There is a race induced by calling "echo scsi-remove-single-device a b c d" > /proc/scsi/scsi for a device while simultaneously doing an open() on the device node. Incidentally, this is what our OMSS product does... :-( proc_scsi_gen_write(): scsi-remove-single-device if (scd->access_count) goto out; SDTpnt = scsi_devicelist; while (SDTpnt != NULL) { if (SDTpnt->detach) (*SDTpnt->detach) (scd); SDTpnt = SDTpnt->next; sg_open(): if (sdp->detached) return -ENODEV; If the open() comes before sdp->detached is set, then the open will succeed and I/Os may be issued to a nonexistant device. While not observed on RHEL3 (yet), that the scsi_devicelist is still a global and not protected by any locks ---------- Action by: mdomsch Investigating preventing OMSS from doing the remove-single-device... Status set to: Waiting on Tech (Long Term) Severity set to: High ---------- Action by: wcheng I thought we just fixed this issue - checking the rhkernel-list now... wcheng assigned to issue for Support Engineering Group. ---------- Action by: wcheng ok, look like this is different from bugzilla 126158 but another hole in this add and remove device arena. Issue escalated to Sustaining Engineering by: wcheng. ---------- Action by: mdomsch Per concall discussion today, this needs to be pushed to Bugzilla and put on the Update 6 must-fix blocker list.
Doug is doing a substantial rework of the scsi midlayer surrounding device addition and removal.

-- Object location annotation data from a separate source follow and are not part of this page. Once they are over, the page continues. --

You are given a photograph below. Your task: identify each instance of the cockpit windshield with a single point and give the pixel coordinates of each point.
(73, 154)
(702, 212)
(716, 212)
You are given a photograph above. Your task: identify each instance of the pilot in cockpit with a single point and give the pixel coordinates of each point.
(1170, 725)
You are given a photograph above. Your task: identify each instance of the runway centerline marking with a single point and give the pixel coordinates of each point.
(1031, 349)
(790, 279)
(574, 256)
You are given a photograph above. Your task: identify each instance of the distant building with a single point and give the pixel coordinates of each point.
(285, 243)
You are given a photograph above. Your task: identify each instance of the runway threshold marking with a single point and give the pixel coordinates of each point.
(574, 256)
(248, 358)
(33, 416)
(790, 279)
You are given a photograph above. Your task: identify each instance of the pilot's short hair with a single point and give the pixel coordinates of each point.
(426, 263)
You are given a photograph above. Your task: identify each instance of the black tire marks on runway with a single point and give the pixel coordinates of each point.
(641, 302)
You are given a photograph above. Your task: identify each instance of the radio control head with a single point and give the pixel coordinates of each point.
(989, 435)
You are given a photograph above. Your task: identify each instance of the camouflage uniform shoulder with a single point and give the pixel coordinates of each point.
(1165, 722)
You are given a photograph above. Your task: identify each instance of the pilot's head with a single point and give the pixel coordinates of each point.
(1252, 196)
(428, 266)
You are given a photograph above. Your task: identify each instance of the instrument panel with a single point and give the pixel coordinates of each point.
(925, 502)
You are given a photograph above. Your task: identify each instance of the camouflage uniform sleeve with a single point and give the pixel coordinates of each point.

It will consist of adding smp locking. This is a substantial amount of work which may be somewhat high impact (ie large change). We are reluctant to make the corresponding change in the RHEL2.1 pool, as we are much more conservative there. As a result, its possible that this one does not get addressed in the RHEL2.1 U6 update. Its possible that through his rework in the RHEL3 pool that Doug may find a tactical minor change that addresses this one, but thats a stretch goal.
Per Matt on 10/29 a.m.: according to Dell's last evening testing of the respun .21-22 kernel (RHEL3), they are still seeing the system panic with a race between add device and remove device.
A fix for this problem has been committed to the RHEL2.1 U6 patch pool (in kernel version 2.4.9-e.52)
Making the bug public.
An errata has been issued which should help the problem described in this bug report. This report is therefore being closed with a resolution of ERRATA. For more information on the solution and/or where to find the updated files, please follow the link below. You may reopen this bug report if the solution does not work for you. http://rhn.redhat.com/errata/RHSA-2004-505.html
An errata has been issued which should help the problem described in this bug report. This report is therefore being closed with a resolution of ERRATA. For more information on the solution and/or where to find the updated files, please follow the link below. You may reopen this bug report if the solution does not work for you. http://rhn.redhat.com/errata/RHSA-2004-504.html
Unfortunately, we are able to still induce a failure with this kernel, and scripts attached in IssueTracker 45654.
I believe the initial issue in this bug was fixed with Update 6, that being the race between open("/dev/sgX") and scsi-remove-single-device. Therefore I'm re-closing this.